Carthamus tinctorius flower extract prevents H2O2-induced dysfunction and oxidative damage in osteoblastic MC3T3-E1 cells.
Phytother Res. 2010 Jul ;24(7):1037-41. PMID: 19960423
Eun Mi Choi
The flowers of Carthamus tinctorius L. (Compositae) have been widely used for enhancing blood circulation and postmenopausal disorder in women. In the present study, the potential protective effects of C. tinctorius flower extract (CFE) against reactive oxygen species (ROS) induced osteoblast dysfunction were investigated using osteoblastic MC3T3-E1 cells.

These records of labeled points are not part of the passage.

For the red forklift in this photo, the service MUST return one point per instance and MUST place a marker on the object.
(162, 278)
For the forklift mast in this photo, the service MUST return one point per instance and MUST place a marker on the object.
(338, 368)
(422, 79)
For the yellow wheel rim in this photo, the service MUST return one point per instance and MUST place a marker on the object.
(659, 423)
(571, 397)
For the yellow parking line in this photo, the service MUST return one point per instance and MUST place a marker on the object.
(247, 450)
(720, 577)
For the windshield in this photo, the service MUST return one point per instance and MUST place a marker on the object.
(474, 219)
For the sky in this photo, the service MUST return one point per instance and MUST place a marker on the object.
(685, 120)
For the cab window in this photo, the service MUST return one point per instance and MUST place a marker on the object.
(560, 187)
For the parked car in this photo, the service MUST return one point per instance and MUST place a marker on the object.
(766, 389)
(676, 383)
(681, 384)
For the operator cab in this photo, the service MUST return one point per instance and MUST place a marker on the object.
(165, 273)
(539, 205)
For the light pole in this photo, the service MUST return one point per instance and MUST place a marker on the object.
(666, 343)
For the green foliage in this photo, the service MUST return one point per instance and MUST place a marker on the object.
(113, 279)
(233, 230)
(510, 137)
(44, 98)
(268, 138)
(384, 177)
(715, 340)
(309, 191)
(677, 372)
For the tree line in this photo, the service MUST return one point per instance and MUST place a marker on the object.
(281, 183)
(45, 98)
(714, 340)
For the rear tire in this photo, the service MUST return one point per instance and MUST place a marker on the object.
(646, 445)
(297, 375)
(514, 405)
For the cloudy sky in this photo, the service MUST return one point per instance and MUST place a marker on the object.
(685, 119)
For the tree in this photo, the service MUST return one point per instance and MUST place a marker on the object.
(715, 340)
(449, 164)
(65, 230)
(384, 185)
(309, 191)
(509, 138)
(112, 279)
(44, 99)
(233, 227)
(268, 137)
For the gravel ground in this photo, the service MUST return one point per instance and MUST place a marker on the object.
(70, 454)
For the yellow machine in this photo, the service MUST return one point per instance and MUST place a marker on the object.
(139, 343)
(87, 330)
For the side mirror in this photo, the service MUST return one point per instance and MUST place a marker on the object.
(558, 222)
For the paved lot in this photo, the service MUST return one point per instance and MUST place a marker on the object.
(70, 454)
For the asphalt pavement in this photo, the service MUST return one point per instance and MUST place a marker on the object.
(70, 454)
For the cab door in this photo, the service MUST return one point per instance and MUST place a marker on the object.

The osteoblast function was assessed by measuring alkaline phosphatase activity, collagen content, calcium deposition, and RANKL production, and the oxidative status was assessed by measuring intracellular lipid peroxidation, and protein oxidation in osteoblastic MC3T3-E1 cells. A significant reduction in the alkaline phosphatase activity, collagen, and calcium deposition and an increase in the production of receptor activator of nuclear factor-kB ligand (RANKL) were observed after 0.3 mM H(2)O(2) addition. The H(2)O(2)-induced alterations were prevented by pre-incubating the osteoblasts with 2-10 microg/ml CFE for 48 h. When the oxidative stress was induced by H(2)O(2), the increased production of protein carbonyl and malondialdehyde was also reduced at the same CFE concentration. These results demonstrate that C. tinctorius flower can act as a biological antioxidant in a cell culture experimental model and protect osteoblasts from oxidative stress-induced toxicity.